To monitor reputation, companies can follow customer experience closely. Recent research from MIT Sloan and Google shows that companies that keep track of customers and develop customer experience beyond the sales funnel are those that grow their business.
Preserving reputation changed with the arrival of the digital world. Before the widespread use of social media, companies obtained information about complaints with some delay. Thanks to SM, they now have access to a broader audience’s view at a higher speed. However, companies that engage in SM increase their reputation’s exposure. Employees, clients, suppliers, etc., can provide real-time feedback, which potentially may influence a firm’s reputation.
This study investigates whether a Twitter account helps companies track their reputation more closely. The empirical analysis is based on Twitter data collected from respondents to the World Management Survey that possess a Twitter account. The survey contains firms in different sectors and I focus on those present in the UK and the US.
I manually identified these Twitter accounts (or handles) excluding, for instance, those dedicated to job recruitment. I used the handles to randomly collect public tweets sent to the firm, by making queries to the Twitter Application Programming Interface (API).

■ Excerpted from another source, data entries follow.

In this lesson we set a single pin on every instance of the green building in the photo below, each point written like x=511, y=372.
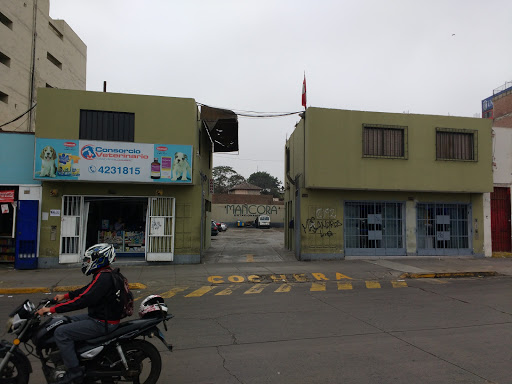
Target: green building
x=130, y=170
x=386, y=184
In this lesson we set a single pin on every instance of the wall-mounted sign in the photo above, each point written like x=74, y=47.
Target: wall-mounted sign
x=7, y=196
x=112, y=161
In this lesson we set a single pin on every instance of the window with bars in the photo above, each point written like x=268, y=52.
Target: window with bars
x=456, y=144
x=384, y=141
x=107, y=126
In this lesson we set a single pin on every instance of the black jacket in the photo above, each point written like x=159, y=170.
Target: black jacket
x=98, y=296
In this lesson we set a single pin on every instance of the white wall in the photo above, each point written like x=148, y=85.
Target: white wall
x=502, y=156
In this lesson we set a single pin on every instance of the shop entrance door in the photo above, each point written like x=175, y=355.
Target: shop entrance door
x=161, y=223
x=71, y=223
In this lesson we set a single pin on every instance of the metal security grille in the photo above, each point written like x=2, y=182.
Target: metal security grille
x=374, y=228
x=455, y=145
x=70, y=229
x=443, y=228
x=383, y=141
x=107, y=126
x=500, y=220
x=161, y=229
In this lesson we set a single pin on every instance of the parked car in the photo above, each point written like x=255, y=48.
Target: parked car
x=262, y=221
x=220, y=226
x=215, y=230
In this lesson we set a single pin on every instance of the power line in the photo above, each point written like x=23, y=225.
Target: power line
x=229, y=157
x=253, y=114
x=19, y=117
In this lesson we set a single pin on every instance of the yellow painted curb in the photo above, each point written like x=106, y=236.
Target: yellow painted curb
x=502, y=255
x=447, y=275
x=10, y=291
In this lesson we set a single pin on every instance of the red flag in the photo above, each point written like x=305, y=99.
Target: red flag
x=304, y=92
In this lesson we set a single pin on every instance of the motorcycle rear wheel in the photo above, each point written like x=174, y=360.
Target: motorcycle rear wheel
x=16, y=371
x=143, y=357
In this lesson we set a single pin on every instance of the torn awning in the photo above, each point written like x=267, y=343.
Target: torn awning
x=222, y=125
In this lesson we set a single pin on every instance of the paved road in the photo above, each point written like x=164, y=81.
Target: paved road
x=248, y=244
x=428, y=331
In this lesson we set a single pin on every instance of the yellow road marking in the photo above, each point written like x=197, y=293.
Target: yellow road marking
x=201, y=291
x=319, y=276
x=344, y=286
x=284, y=288
x=340, y=276
x=254, y=279
x=399, y=284
x=372, y=284
x=173, y=292
x=228, y=291
x=278, y=278
x=316, y=287
x=256, y=289
x=300, y=277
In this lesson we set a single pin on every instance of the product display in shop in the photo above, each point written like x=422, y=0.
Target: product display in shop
x=124, y=241
x=7, y=249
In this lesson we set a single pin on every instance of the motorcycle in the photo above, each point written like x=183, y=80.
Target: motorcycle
x=123, y=355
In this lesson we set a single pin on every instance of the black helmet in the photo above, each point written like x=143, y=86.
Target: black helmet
x=98, y=256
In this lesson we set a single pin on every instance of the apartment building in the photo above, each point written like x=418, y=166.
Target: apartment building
x=35, y=52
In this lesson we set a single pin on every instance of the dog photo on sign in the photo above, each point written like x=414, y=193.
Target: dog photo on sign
x=181, y=167
x=48, y=167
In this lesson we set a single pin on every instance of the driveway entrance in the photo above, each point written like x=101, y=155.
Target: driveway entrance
x=248, y=245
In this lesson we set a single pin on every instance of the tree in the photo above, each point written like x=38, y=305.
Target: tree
x=269, y=184
x=224, y=178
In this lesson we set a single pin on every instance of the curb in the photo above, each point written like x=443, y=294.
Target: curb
x=447, y=275
x=62, y=288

In this exercise, I use around 4 million tweets collected from January 2016 to May 2017. In January 2016, only around 400 firms out of 3,000 had a Twitter account. Interestingly, my evidence suggests that there is an association between having a Twitter account and being productive – controlling for industry.
Given the high dimensionality and noisy character of tweets, classification and modelling are natural challenges. To overcome these issues, I work with the Supervised Latent Dirichlet Allocation (sLDA) (Blei and McAuliffe, 2007) and concisely represent semantic themes for the collection of tweets.
Firstly, to obtain the response variables, I build a vocabulary based on the Cambridge Thesaurus and Guiso et al. (2015). I classify tweets, identifying seven aspects that can reflect the audience’s view on companies’ performance: environment, innovation, grievances, corporate values, corporate people, growth and others. Then, each tweet is paired with a response.
Secondly, I jointly model the remaining words in tweets and the responses, computing sLDA estimates or latent topics for each company. I assess the quality of the estimation using fivefold cross-validation and measuring predictive R^2.
Given that the words in the vocabulary may not gauge properly the sense of what the public tells in Twitter, I complement this exercise by performing sentiment analysis (Feuerriegel and Proellochs, 2017). This allows me to label each word within a tweet as positive, negative or neutral. Hence, a tweet is considered negative if the proportion of negative words is higher than the positive and neutral ones. Based on this classification, I compute a negativity variable (ranges from 0 to 1), which is the average negativity present in tweets sent to the firm.
Finally I combine the estimates from both sLDA and sentiment analysis, and delve into the link between grievances and negativity with firms’ productivity at the end of the studied period. Productivity is based on the return on capital employed (from Orbis Bureau Van Dijk). I run regressions, which include the sLDA firm estimates for grievances, the average firm negativity, the interaction between both, and some additional controls, such as the size and home country of the firm, whether it’s a multinational and the industry to which it belongs.
From the seven sLDA latent topics, grievances are probably the most direct channel towards reputation. Furthermore, negativity around unresolved or badly managed grievances affects reputation, potentially hampering firms’ productivity. Hence, I focus on the heterogeneous effect of grievances alongside negativity. The interpretation is that grievances that are not sorted and generate negative comments on Twitter may have a detrimental effect on firm performance. Conversely, the impact is abated if grievances are sorted out quickly. Figure 1 is drawn using this analysis.
Figure 1. Binned scatter plot of regressions of productivity vs. the differential effect of negativity around grievances
Note: Productivity is Ln (ROCE). Source: Orbis Bureau Van Dijk (Sept 2017)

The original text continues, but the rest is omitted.